Posted by: Mike Livingston | Jul 28, 2019 5:09:31 AM

Quote: "... outraged students demanding sanctions against Amy Wax for what they view as her racist public comments and free-speech advocates who believe that the controversial professor has a right to air her views, however offensive."

Left virtually unsaid in this debate is whether Prof. Wax's remarks are true, meaning can they be supported by evidence. This debate has focused on free speech because much of present-day academia would rather chant PC dogmas than debate facts. Law schools seem particular resistant to releasing the very facts on which debates can take place.

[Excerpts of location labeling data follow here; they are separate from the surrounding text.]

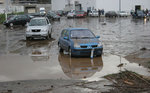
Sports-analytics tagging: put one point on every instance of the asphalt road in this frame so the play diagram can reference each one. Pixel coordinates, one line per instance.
(120, 37)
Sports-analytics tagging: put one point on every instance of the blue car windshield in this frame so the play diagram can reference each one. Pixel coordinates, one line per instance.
(37, 22)
(78, 34)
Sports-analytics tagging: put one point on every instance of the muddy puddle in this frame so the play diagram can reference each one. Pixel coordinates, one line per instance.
(45, 66)
(40, 59)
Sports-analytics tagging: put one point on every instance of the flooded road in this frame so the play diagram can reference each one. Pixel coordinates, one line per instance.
(40, 59)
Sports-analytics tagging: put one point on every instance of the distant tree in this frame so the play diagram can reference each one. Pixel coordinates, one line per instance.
(44, 1)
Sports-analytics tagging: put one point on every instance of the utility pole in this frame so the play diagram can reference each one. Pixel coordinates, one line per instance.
(6, 9)
(119, 5)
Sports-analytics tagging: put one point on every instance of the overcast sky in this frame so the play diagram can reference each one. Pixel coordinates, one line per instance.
(107, 4)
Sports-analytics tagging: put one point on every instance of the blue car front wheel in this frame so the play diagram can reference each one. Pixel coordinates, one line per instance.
(70, 51)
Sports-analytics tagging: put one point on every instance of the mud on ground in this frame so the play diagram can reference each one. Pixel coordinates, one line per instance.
(142, 57)
(128, 82)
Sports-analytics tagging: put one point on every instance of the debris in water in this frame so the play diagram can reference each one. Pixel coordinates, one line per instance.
(120, 65)
(143, 48)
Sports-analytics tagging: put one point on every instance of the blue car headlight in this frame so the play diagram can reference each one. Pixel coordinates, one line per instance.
(100, 44)
(76, 45)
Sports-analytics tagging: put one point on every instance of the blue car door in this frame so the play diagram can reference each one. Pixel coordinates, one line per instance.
(66, 40)
(61, 41)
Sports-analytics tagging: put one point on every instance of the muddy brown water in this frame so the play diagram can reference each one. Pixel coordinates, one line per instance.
(40, 59)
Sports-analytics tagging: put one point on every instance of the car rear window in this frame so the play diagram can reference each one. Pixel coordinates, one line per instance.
(38, 22)
(81, 34)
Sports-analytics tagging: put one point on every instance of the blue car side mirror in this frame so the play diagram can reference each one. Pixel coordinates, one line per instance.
(97, 36)
(66, 38)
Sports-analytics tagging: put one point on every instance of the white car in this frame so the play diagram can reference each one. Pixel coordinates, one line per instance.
(93, 13)
(71, 14)
(122, 14)
(39, 27)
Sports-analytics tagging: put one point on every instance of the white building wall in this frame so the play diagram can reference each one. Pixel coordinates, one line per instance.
(107, 5)
(86, 3)
(126, 5)
(60, 4)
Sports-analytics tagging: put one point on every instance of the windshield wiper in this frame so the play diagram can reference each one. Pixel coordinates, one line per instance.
(76, 37)
(86, 37)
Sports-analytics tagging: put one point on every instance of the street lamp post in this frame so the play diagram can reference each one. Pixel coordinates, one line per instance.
(119, 5)
(6, 9)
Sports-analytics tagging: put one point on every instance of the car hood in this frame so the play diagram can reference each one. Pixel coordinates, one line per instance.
(94, 41)
(37, 27)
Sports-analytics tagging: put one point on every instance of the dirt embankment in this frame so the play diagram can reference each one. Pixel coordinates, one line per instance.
(128, 82)
(142, 57)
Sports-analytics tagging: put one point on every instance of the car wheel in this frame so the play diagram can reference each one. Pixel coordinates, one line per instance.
(60, 49)
(70, 52)
(50, 35)
(27, 38)
(11, 24)
(47, 37)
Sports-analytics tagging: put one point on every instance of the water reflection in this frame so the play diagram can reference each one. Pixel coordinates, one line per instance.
(40, 54)
(79, 68)
(39, 51)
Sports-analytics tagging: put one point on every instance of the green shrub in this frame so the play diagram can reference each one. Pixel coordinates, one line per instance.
(2, 16)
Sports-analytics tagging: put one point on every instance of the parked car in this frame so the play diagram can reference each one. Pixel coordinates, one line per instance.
(111, 14)
(17, 20)
(71, 14)
(93, 13)
(52, 16)
(80, 42)
(42, 11)
(122, 14)
(10, 16)
(79, 68)
(148, 12)
(80, 14)
(32, 15)
(59, 12)
(139, 14)
(39, 27)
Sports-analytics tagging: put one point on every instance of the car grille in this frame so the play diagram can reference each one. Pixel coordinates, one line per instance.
(92, 46)
(36, 30)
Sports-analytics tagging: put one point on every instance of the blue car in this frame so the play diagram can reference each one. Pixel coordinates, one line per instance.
(80, 42)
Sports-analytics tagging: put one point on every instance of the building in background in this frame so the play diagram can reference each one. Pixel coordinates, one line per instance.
(1, 2)
(125, 5)
(107, 5)
(32, 6)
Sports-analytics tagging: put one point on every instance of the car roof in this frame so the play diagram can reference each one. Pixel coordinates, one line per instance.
(71, 29)
(39, 18)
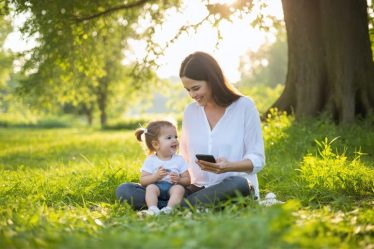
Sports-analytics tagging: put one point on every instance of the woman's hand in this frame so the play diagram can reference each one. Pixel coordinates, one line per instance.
(221, 166)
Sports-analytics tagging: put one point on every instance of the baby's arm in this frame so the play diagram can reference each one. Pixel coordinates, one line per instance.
(147, 178)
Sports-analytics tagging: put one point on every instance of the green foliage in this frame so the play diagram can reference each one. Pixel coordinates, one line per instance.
(6, 58)
(263, 95)
(78, 56)
(334, 174)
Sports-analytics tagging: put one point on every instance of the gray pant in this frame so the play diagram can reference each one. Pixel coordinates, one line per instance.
(134, 193)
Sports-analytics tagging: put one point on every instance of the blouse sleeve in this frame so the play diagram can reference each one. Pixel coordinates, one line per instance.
(253, 140)
(184, 139)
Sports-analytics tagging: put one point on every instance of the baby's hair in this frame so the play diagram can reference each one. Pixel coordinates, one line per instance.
(151, 133)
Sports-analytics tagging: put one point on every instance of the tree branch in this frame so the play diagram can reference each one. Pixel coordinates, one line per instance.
(113, 9)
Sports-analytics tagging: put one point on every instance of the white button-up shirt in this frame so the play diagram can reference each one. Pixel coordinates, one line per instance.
(236, 136)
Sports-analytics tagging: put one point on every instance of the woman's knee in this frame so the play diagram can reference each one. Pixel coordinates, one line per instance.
(240, 184)
(177, 189)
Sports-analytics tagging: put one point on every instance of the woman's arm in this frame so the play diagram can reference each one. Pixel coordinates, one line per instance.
(223, 166)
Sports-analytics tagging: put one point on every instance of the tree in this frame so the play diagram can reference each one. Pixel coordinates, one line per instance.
(78, 57)
(330, 67)
(268, 65)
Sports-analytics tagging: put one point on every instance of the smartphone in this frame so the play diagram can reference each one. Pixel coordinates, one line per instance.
(207, 158)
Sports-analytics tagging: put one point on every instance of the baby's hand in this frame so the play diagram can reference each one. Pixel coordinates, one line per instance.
(174, 177)
(161, 173)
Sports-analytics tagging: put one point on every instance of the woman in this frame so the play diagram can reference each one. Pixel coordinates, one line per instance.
(220, 122)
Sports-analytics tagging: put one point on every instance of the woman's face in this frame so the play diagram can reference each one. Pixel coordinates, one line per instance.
(198, 90)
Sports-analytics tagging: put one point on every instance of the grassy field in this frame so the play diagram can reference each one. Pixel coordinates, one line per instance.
(57, 191)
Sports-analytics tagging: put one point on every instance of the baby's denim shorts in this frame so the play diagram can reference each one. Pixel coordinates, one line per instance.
(164, 190)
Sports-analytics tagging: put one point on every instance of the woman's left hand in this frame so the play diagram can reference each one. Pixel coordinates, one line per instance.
(221, 166)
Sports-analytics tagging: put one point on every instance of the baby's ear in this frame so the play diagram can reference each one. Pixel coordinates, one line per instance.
(155, 144)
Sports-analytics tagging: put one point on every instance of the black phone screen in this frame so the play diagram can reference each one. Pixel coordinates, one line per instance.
(207, 158)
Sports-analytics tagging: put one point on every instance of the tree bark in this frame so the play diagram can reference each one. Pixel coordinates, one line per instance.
(102, 97)
(330, 66)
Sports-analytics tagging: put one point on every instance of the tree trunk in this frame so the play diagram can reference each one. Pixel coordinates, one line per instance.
(330, 66)
(102, 97)
(88, 111)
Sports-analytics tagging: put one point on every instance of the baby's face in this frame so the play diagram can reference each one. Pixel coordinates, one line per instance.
(168, 141)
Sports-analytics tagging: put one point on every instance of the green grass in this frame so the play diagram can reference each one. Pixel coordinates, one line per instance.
(57, 191)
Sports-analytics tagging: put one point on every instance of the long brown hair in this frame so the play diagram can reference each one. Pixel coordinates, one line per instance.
(151, 133)
(202, 66)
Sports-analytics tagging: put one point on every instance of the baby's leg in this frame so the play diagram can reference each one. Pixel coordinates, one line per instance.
(151, 195)
(176, 193)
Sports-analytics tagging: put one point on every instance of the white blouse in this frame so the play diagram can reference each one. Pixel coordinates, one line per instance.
(236, 136)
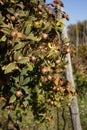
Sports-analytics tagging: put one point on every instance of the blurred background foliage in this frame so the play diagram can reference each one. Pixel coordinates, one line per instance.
(32, 66)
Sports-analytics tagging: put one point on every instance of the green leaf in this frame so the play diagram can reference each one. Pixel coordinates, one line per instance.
(26, 81)
(24, 60)
(12, 99)
(10, 67)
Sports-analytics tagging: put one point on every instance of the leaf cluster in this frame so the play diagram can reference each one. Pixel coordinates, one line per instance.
(32, 65)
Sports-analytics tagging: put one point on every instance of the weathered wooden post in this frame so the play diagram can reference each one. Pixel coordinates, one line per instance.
(74, 110)
(69, 75)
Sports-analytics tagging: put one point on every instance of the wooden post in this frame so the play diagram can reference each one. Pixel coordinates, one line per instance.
(69, 75)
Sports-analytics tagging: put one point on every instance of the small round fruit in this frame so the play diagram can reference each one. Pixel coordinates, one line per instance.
(18, 94)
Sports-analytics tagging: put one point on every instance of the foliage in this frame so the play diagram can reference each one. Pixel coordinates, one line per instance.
(80, 68)
(78, 30)
(32, 64)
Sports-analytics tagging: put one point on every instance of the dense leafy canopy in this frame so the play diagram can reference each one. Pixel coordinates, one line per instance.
(32, 65)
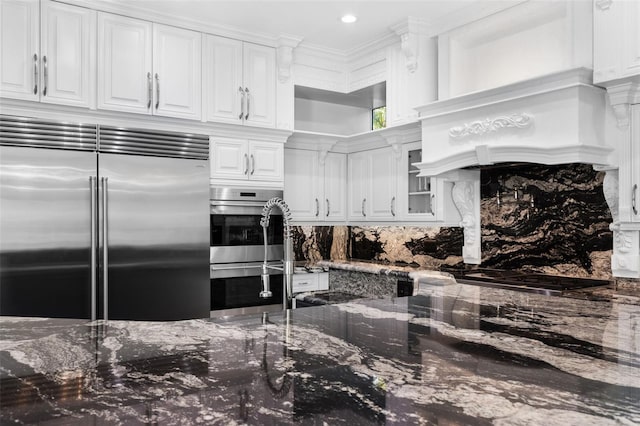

Posted by: Michael W. Perry | Jul 29, 2019 4:19:21 AM

There's something that a university believes truly competes with free speech and open inquiry? And that thing is "outraged students?" How has the university environment turned upside down since the 1960's, when free speech was what students demanded? Modern leftist students have become self-ridiculing parodies. And college administrators spineless jellyfish, without an ounce of adult responsibility and integrity.

Posted by: ruralcounsel | Jul 29, 2019 4:36:01 AM

"Left virtually unsaid in this debate is whether Prof. Wax's remarks are true, meaning can they be supported by evidence. "

Let me fix that for you, Mike. Wax's statements were supported by ZERO evidence beyond her say-so, and the university admin who actually has access to everyone's grades said she was wrong. The end.

Posted by: Unemployed Northeastern | Aug 2, 2019 7:32:06 AM

@ Michael W. Perry,
The remarks attributed to Prof. Wax are in their own terms a matter of opinion and therefore not susceptible to proof as "true" or "false." She is expressing a value judgment.

@ ruralcounsel,

The dean did not yield to the demands of "outraged student," who wanted him to take disciplinary action against Prof. Wax.

Posted by: Russ Willis | Aug 4, 2019 6:15:50 PM

@UN -- Well, perhaps not exactly.

Professor Wax: "I don't think I've ever seen a Black student graduate in the top quarter of the class, and rarely, rarely in the top half ... I can think of one or two students who scored in the top half in my required first year course,"

University of Pennsylvania Law School dean Theodore Ruger: "Black students have graduated in the top of the class at Penn Law."